Pelajaran #7: Kadang Lebih Baik Cari yang Sudah Product/Market Fit
Hal lain yang saya pelajari selama di sini adalah ketahuilah dirimu. Bangun kesadaran diri yang tinggi (self awareness), di manakah tempat yang cocok untuk saya? Apakah perusahaan yang baru dirintis, apakah perusahaan yang sedang berkembang atau perusahaan yang sudah maju dan mapan. Tiap orang punya karakteristik unik yang terbentuk dari cara mereka dibesarkan, belajar, dan pandangan pribadi. Jadi kalau yang cocok untuk kamu adalah perusahaan yang sudah mapan atau corporate, tidak masalah, mungkin itu yang terbaik. Kalau kamu lebih suka berwirausaha, berwirausahalah.
Jadi tidak ada salahnya untuk mencari perusahaan yang sudah berkembang atau sudah memiliki sinyal yang kuat bahwa perusahaan telah mencapai Product/Market Fit. The Starup dalam artikelnya How to Find Out if an Employer Has Product/Market Fit menjelaskan bahwa pegawai sebaiknya mengambil definisi yang lebih konservatif dalam menentukan Product/Market Fit dari calon perusahaan tempat dia akan bekerja. Kriteria yang disarankan adalah
- Menghasilkan revenue sekitar $100M per tahun
- Perkembangan revenue pada 40% year-over-year (YoY)
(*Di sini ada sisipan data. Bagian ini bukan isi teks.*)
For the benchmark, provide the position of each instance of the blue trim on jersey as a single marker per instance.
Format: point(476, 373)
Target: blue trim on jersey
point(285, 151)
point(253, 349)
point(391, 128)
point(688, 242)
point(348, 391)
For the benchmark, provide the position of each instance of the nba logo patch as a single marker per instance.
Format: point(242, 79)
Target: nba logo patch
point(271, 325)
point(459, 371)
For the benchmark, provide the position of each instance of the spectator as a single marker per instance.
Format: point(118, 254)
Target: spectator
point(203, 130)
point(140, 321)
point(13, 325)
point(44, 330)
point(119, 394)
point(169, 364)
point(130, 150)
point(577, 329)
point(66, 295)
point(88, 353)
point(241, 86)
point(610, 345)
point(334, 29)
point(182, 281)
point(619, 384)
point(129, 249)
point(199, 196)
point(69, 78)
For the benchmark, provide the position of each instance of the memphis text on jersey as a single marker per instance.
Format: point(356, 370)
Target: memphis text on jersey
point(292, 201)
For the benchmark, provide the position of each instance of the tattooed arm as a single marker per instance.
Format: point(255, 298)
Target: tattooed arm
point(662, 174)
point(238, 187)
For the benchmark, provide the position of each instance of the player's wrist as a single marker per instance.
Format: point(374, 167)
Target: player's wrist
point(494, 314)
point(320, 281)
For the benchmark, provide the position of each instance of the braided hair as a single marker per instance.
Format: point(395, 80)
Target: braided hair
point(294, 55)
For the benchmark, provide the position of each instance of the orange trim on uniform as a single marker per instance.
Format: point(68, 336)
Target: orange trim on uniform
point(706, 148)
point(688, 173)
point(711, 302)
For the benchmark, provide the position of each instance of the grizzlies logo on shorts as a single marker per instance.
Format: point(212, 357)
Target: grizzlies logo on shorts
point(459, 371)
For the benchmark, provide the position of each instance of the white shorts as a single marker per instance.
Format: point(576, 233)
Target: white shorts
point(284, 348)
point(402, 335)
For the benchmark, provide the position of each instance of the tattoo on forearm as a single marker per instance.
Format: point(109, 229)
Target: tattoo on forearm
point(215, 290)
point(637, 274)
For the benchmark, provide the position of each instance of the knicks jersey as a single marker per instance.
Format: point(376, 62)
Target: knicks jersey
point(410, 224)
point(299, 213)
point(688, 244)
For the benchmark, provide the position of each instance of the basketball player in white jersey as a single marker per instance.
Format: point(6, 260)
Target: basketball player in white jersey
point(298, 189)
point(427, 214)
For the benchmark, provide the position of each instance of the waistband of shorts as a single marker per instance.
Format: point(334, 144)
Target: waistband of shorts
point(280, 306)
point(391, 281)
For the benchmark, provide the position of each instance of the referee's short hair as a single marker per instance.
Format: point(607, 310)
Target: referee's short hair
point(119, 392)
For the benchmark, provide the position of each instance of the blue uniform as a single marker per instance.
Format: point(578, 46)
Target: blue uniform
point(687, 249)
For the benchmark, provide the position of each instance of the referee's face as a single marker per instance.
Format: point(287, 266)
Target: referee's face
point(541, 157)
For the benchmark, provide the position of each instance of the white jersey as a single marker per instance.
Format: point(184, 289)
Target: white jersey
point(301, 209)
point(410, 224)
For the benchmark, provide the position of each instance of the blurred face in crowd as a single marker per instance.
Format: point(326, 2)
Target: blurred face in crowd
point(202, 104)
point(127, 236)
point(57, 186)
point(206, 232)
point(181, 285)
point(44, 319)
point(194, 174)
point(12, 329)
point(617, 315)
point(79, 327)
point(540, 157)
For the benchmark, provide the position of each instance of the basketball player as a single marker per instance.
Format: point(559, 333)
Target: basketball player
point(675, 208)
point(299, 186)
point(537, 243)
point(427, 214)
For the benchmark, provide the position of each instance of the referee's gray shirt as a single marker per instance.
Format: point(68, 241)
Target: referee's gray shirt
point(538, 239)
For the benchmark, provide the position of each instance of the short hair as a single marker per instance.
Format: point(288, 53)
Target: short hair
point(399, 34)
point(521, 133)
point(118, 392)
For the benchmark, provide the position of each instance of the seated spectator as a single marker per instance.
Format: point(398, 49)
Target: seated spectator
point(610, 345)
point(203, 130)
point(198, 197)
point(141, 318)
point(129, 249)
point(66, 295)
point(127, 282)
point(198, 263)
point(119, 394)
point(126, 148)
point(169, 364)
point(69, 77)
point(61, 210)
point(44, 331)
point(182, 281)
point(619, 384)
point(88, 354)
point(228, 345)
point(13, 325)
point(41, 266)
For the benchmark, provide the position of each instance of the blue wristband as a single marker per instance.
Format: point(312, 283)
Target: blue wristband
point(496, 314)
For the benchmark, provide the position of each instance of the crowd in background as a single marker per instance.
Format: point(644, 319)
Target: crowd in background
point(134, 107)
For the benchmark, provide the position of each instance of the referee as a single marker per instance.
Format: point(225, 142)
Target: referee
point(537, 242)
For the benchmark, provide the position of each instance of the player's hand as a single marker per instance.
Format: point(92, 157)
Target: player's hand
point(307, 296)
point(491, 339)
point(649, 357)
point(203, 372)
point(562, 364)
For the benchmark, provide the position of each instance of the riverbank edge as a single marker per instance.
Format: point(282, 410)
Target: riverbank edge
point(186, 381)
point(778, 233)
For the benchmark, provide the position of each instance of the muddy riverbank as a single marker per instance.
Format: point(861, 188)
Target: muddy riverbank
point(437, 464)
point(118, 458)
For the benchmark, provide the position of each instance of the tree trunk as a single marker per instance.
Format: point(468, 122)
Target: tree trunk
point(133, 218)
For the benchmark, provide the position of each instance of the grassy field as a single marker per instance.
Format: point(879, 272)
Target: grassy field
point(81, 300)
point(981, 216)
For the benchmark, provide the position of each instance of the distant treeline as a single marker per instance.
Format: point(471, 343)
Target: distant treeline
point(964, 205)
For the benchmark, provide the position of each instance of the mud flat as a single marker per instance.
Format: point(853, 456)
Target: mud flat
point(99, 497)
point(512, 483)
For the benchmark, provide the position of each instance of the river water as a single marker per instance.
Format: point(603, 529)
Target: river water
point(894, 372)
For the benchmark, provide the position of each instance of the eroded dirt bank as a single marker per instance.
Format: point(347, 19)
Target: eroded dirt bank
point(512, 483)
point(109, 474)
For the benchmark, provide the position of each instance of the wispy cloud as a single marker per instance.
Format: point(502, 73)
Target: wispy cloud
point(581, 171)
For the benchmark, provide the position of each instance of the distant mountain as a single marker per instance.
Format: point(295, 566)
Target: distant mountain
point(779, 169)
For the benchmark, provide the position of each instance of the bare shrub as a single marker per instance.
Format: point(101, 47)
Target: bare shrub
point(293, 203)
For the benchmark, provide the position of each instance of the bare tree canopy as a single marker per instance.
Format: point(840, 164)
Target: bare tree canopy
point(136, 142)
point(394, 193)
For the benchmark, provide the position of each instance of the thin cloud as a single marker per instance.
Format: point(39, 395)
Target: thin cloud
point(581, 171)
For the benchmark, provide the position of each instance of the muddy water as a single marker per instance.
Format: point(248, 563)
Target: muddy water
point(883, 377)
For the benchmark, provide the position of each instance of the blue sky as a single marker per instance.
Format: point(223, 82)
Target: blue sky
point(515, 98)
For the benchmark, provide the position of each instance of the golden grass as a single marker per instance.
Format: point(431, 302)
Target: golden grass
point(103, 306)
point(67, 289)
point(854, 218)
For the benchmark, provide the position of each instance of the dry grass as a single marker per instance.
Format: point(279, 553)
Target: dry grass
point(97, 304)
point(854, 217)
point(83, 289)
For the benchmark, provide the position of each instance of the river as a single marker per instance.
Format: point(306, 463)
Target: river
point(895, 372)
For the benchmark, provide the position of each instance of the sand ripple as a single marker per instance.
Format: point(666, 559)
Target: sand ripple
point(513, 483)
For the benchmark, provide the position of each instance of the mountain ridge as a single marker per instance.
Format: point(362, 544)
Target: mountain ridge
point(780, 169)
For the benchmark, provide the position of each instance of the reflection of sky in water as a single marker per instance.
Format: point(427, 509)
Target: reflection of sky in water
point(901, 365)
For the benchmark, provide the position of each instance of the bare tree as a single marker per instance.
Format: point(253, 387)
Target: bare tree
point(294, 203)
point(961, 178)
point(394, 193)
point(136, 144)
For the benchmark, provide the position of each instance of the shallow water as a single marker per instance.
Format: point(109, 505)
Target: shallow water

- Bercita-cita untuk mencapai multi-milyar dollar total pasar yang dapat ditangani (TAM: Total Addressable Market)
- Diuntungkan oleh unit ekonomi positif: nilai seumur hidup pelanggan lebih besar dari biaya akuisisi (LTV > CAC)
Pelajaran #8: Kembali Ke Prinsip Dasar dan Nilai yang Kamu Percaya
“Work with people that believe what you believe” -Simon Sinek
Simon Sinek, salah satu ahli di bidang leadership and budaya perusahaan. pernah bilang bekerjalah dengan orang yang percaya apa yang kamu percaya. Saya belajar di startup X bahwa selalu ada saat naik dan saat turun, ada ups and down, tapi ketika kita bertubi-tubi mendapatkan down dan ternyata pemimpin yang kita “bantu” ternyata tidak memiliki kepercayaan yang sama dengan kita untuk apa kita perjuangkan. Saya percaya bekerja dengan orang yang percaya akan apa yang kita percaya lebih menyenangkan.
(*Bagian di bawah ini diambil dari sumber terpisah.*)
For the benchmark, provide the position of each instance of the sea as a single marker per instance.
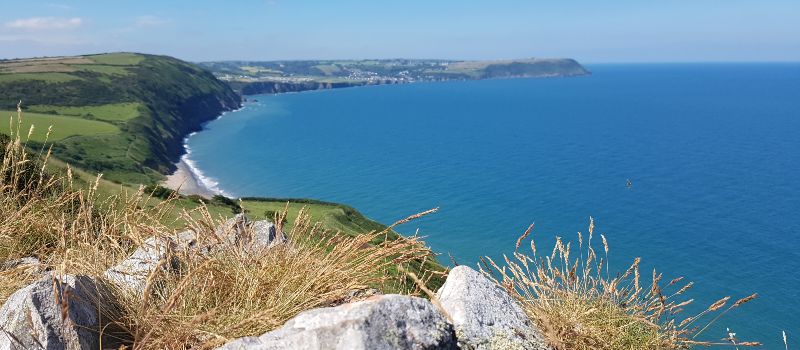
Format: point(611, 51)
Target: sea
point(695, 168)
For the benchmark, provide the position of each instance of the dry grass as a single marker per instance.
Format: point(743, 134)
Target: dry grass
point(578, 305)
point(232, 293)
point(210, 297)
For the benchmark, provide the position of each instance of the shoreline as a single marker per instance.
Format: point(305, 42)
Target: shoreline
point(187, 179)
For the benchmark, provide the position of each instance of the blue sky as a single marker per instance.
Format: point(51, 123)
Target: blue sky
point(588, 30)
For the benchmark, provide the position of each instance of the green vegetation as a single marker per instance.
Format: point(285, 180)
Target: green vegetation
point(110, 112)
point(118, 59)
point(71, 227)
point(103, 69)
point(52, 77)
point(62, 127)
point(277, 76)
point(153, 102)
point(579, 303)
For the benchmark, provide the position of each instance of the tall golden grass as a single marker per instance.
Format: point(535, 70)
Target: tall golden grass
point(572, 296)
point(212, 296)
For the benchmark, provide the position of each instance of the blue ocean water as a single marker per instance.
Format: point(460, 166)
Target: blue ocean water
point(712, 151)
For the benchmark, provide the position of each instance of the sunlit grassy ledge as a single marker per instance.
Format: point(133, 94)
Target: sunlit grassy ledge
point(88, 263)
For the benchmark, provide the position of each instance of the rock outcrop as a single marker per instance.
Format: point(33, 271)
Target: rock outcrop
point(132, 273)
point(237, 233)
point(252, 237)
point(381, 322)
point(484, 315)
point(52, 313)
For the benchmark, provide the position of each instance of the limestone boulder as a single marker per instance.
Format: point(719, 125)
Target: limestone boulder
point(52, 313)
point(382, 323)
point(484, 315)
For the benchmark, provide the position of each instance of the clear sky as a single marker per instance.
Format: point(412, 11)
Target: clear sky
point(588, 30)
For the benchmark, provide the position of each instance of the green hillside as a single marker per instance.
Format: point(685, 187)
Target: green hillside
point(120, 114)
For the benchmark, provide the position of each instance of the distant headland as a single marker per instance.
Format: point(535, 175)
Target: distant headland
point(258, 77)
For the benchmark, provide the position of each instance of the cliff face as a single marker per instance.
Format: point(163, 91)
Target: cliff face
point(171, 99)
point(180, 98)
point(387, 72)
point(275, 87)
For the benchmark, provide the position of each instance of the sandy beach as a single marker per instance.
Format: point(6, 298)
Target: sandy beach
point(186, 182)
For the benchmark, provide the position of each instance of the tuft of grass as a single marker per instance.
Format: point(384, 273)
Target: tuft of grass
point(577, 303)
point(233, 292)
point(208, 296)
“Your time is limited, so don’t waste it living someone else’s life. Don’t be trapped by dogma - which is living with the results of other people’s thinking. Don’t let the noise of other’s opinions drown out your own inner voice. And most important, have the courage to follow your heart and intuition. They somehow already know what you truly want to become. Everything else is secondary.” -Steve Jobs
Waktu kita singkat, walau saya percaya bahwa hal yang besar butuh perjuangan, tapi kalau dalam melakukan itu kita malah lebih banyak menghasilkan hal buruk dibanding hal baik (more harm than good) untuk apa diteruskan. Seperti apa yang Steve Jobs pernah bilang, waktu kita terbatas, jangan buang waktu hidup di kehidupan orang lain, di cita-cita orang lain.
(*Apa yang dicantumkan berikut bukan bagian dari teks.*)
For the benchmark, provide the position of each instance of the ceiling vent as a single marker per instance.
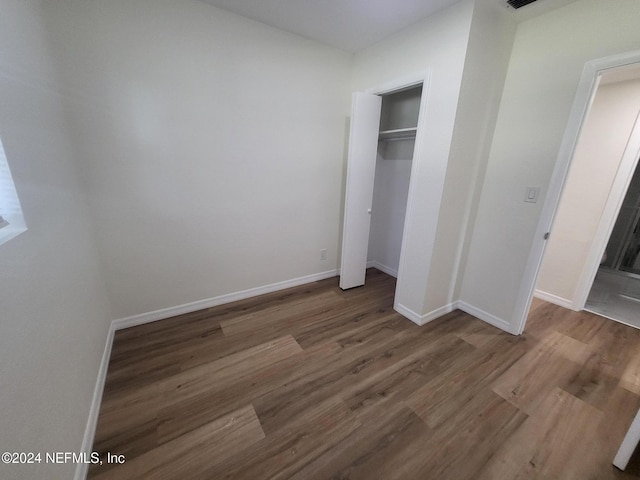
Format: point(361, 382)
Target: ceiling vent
point(519, 3)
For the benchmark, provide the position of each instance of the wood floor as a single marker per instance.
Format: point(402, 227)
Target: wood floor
point(317, 383)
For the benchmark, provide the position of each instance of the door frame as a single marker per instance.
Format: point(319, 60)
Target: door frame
point(583, 99)
point(394, 86)
point(626, 168)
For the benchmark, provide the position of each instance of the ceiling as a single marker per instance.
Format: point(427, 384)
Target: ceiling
point(352, 25)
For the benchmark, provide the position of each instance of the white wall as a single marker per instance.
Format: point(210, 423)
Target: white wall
point(593, 169)
point(389, 205)
point(214, 147)
point(54, 311)
point(548, 55)
point(490, 40)
point(437, 44)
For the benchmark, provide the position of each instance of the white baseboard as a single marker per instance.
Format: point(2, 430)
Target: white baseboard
point(383, 268)
point(555, 299)
point(87, 442)
point(94, 410)
point(487, 317)
point(424, 318)
point(164, 313)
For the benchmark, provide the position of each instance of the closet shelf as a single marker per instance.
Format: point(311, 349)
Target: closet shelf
point(398, 134)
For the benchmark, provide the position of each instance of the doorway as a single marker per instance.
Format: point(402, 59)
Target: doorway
point(586, 241)
point(380, 163)
point(615, 292)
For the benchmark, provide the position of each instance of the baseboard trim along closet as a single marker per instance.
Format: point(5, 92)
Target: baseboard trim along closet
point(425, 318)
point(119, 324)
point(487, 317)
point(556, 300)
point(165, 313)
point(383, 268)
point(94, 410)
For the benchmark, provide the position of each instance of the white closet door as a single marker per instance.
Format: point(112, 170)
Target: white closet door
point(361, 168)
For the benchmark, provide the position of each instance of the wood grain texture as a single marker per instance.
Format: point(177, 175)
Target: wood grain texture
point(315, 383)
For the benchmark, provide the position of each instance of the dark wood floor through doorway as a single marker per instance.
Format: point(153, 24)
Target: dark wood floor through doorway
point(317, 383)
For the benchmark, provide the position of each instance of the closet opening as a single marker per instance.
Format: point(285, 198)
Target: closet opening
point(381, 153)
point(396, 142)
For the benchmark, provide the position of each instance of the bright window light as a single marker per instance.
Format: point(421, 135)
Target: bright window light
point(11, 219)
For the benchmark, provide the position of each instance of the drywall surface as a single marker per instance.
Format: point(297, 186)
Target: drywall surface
point(436, 45)
point(214, 147)
point(53, 304)
point(593, 169)
point(548, 56)
point(490, 40)
point(389, 205)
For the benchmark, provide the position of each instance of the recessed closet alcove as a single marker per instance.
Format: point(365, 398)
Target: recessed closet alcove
point(381, 153)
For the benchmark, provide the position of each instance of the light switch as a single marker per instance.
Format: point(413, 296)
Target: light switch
point(531, 194)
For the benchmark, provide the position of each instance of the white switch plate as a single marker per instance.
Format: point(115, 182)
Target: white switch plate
point(531, 194)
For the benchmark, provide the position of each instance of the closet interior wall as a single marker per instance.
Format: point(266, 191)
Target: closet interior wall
point(398, 122)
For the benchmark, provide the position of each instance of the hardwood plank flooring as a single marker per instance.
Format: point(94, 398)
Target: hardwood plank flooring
point(317, 383)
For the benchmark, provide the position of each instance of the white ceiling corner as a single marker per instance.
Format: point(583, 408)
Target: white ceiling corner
point(352, 25)
point(349, 25)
Pelajaran #9: Jangan Diambil Terlalu Serius
Saya ingat waktu saya bekerja di Midtrans, saya melakukan pertemuan one-on-one dengan manajer saya dan saya menceritakan bahwa saya tidak bisa perform dengan baik dan saya bingung kenapa. Bos saya itu bilang, hal buruk apa yang terjadi ketika kamu tidak berhasil menyelesaikan projek saya. Kalau tidak ada ya tidak masalah, saya bisa ambil projek lain yang lebih penting dan lebih mungkin tercapai (achievable). Kembali ke startup X, karena saya hanya karyawan, pada akhirnya perusahaan ini bukan perusahaan saya, jika perusahaan ini tidak mau diberi masukan, tidak mendengarkan pegawai atau orang-orang di dalamnya bukan salah saya jika teman-teman atau saya pun pergi untuk mencari hal yang lebih baik.
Saya bisa mati-matian berusaha keras untuk perusahaan agar bisa maju. Saya bisa mencoba membangun budaya yang menyenangkan, sehat, dan memiliki ikatan yang kuat. Tapi, karena ini bukan milik saya dan bukan impian saya, semua dikembalikan kepada manajemen di atas. Tugas kita sebagai karyawan adalah mencoba memberikan yang terbaik pada kapasitas kita.
Semoga ada manfaat yang bisa diambil dari pengalaman yang saya alami.